Thomas Cawton the elder (1605–1659) was an English clergyman of presbyterian and royalist views. After the discovery of the plot of Christopher Love, he went into exile in the Netherlands.

==Life==
He was born at Rainham, Norfolk in 1605. He was sent to Queens' College, Cambridge, by Sir Roger Townshend, 1st Baronet. After seven years at Cambridge, he studied theology at the house of Herbert Palmer, vicar of Ashwell, Hertfordshire. He was then for four years chaplain to Sir William Airmine, 1st Baronet of Orton, Northamptonshire, and in 1637 was presented by Sir Roger Townshend to the vicarage of Wivenhoe, Essex, where he persuaded his parishioners not to sell fish on Sunday.

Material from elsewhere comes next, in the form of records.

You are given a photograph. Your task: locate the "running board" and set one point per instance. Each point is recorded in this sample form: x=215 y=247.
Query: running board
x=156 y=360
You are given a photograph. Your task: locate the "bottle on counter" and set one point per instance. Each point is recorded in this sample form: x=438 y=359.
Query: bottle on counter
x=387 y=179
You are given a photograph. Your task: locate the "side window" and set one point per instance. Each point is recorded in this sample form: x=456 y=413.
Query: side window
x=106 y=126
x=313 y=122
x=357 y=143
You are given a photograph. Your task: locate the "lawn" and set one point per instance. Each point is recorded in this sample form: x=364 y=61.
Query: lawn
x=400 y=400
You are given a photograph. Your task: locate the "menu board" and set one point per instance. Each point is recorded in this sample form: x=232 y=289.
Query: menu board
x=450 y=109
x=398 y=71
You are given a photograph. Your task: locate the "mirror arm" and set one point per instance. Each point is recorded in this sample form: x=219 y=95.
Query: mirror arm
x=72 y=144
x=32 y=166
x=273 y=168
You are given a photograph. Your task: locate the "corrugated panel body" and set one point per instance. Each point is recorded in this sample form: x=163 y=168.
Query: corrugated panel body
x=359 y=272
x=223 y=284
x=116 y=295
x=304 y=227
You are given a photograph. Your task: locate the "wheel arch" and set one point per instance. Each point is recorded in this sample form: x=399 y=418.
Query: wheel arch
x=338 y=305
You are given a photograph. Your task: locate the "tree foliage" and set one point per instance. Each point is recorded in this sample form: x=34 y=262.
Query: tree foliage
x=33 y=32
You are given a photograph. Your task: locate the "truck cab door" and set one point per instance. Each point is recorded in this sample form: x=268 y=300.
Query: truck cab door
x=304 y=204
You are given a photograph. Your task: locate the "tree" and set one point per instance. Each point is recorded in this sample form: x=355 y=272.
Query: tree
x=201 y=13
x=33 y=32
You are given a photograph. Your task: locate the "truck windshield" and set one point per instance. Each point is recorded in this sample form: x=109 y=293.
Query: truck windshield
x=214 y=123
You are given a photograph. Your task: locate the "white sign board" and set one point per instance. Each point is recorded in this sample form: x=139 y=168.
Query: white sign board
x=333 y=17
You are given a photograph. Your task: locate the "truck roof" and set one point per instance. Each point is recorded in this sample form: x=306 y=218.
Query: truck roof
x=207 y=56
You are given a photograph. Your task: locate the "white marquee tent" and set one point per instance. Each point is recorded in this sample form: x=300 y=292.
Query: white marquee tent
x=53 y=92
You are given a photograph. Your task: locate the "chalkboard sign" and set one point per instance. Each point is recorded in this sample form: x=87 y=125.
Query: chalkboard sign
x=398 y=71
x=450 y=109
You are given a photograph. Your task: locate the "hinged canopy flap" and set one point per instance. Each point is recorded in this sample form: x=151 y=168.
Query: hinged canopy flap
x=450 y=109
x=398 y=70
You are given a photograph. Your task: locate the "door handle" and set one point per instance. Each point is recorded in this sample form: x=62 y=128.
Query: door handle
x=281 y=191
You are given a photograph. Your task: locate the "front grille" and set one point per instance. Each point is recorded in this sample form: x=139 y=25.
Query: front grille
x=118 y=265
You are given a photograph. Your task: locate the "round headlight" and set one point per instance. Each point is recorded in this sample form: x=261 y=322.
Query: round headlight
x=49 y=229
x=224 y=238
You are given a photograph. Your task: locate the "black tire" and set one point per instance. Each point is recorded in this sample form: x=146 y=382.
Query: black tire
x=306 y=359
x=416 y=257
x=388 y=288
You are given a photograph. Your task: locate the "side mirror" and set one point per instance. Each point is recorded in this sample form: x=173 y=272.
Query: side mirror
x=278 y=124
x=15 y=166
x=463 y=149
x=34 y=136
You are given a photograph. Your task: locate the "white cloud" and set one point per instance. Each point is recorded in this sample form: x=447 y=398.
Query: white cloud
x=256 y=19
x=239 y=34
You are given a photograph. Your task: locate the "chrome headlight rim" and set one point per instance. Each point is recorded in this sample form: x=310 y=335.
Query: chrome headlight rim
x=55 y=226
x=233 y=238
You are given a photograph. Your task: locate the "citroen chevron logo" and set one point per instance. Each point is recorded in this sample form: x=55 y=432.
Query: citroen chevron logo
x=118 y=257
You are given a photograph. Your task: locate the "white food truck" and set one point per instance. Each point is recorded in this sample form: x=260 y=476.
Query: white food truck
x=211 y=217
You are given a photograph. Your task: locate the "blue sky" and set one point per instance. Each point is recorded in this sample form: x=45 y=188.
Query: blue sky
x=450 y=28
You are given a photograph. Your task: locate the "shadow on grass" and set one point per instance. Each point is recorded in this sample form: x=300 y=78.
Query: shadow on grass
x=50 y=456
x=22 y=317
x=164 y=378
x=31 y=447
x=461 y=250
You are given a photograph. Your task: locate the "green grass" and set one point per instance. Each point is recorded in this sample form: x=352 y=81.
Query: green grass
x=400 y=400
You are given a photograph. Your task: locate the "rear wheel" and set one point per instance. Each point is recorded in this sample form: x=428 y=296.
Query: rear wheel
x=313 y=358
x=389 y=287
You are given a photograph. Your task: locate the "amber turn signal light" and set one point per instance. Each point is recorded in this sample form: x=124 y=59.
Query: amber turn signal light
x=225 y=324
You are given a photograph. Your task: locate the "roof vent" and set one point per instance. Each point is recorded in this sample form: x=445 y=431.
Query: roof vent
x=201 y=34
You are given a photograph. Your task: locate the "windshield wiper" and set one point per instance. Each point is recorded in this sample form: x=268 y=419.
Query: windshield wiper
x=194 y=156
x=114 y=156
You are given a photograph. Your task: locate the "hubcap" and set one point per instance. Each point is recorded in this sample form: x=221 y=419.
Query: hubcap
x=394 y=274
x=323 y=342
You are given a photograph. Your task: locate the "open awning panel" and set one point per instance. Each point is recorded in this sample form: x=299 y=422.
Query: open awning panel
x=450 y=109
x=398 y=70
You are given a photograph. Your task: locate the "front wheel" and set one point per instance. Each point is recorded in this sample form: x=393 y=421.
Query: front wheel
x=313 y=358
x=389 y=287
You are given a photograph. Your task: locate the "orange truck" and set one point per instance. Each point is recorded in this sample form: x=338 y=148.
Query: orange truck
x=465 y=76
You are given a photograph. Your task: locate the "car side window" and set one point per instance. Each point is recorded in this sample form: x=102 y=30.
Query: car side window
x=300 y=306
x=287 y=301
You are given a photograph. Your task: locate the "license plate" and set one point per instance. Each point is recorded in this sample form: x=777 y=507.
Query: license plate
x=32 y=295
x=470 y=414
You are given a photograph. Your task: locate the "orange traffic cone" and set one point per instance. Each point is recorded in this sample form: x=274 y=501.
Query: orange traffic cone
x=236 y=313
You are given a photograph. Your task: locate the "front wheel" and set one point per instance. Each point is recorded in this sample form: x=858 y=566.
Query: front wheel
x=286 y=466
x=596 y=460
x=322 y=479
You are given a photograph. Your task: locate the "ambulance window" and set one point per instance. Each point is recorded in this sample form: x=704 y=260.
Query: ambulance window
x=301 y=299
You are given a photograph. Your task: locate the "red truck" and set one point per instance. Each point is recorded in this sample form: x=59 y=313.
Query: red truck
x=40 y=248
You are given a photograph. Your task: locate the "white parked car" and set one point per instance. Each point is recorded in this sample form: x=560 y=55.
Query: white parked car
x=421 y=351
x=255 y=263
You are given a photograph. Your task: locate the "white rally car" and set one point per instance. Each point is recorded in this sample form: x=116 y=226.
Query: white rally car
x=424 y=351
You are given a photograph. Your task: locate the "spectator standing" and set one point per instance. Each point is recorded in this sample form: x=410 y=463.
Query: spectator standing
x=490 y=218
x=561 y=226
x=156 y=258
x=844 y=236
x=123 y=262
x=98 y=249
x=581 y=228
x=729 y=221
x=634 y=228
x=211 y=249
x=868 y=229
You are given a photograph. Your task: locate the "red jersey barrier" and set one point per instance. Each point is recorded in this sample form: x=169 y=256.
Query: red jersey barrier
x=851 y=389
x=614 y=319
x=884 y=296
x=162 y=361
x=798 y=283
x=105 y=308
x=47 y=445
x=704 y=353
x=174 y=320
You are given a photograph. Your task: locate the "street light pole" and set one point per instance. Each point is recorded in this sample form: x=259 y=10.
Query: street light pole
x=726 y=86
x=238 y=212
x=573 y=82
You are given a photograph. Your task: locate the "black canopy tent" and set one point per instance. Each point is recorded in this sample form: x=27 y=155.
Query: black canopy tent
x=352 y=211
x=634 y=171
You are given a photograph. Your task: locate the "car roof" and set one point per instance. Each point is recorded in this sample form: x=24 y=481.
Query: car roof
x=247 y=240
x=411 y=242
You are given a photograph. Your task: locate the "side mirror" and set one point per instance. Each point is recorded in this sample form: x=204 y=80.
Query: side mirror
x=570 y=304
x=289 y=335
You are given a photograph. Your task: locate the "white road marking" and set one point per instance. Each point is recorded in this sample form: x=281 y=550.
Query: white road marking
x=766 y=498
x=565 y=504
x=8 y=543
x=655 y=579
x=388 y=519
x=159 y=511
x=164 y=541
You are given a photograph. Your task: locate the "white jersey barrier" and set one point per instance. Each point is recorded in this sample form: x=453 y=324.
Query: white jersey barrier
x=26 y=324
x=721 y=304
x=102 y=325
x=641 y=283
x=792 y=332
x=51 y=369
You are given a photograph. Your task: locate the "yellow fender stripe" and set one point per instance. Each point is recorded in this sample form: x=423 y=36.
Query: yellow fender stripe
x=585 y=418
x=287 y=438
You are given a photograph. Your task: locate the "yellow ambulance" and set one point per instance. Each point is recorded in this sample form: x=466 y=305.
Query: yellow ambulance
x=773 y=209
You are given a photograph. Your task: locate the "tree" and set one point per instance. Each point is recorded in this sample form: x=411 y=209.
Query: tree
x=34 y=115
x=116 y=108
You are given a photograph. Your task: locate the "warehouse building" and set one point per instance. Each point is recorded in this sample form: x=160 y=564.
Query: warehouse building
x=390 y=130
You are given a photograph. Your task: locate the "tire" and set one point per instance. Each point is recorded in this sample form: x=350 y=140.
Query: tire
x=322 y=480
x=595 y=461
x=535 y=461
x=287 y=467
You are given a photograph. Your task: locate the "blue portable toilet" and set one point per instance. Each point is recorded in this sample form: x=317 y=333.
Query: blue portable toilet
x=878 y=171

He married Elizabeth, daughter of William Jenkyn, a preacher of Sudbury, and sister of William Jenkyn. Jenkyn ejected in 1662. Seven years later he became minister of St Bartholomew-by-the-Exchange, London. He joined in the declaration of the London ministers against the death of Charles, and preached a sermon before the mayor and aldermen at Mercers' Chapel on 25 Feb. 1649, when he prayed for the royal family and Charles II. He was brought before the council of state, and, refusing to recant, was committed to the Gatehouse Prison. He was released with other prisoners on 14 August 1649 as a thanksgiving for Michael Jones's victory at the Battle of Rathmines. He was concerned with his brother-in-law, William Jenkyn, and others, in the plot to support Charles in Scotland. Christopher Love was executed for his part in this plot on 22 August 1651, but Cawton escaped to Holland, where he was chosen pastor of the English church in Rotterdam.

Here he became acquainted with scholars, and took pains to encourage Edmund Castell's Lexicon Heptaglotton and Brian Walton's polyglot bible. In 1658 Charles II addressed a letter to him, requesting Cawton to defend him among the Dutch ministers.

Cawton died at Rotterdam on 7 August 1659.

==Family==
Cawton and his wife Elizabeth Jenkin had seven children; their son, Thomas Cawton the younger, was known as an orientalist.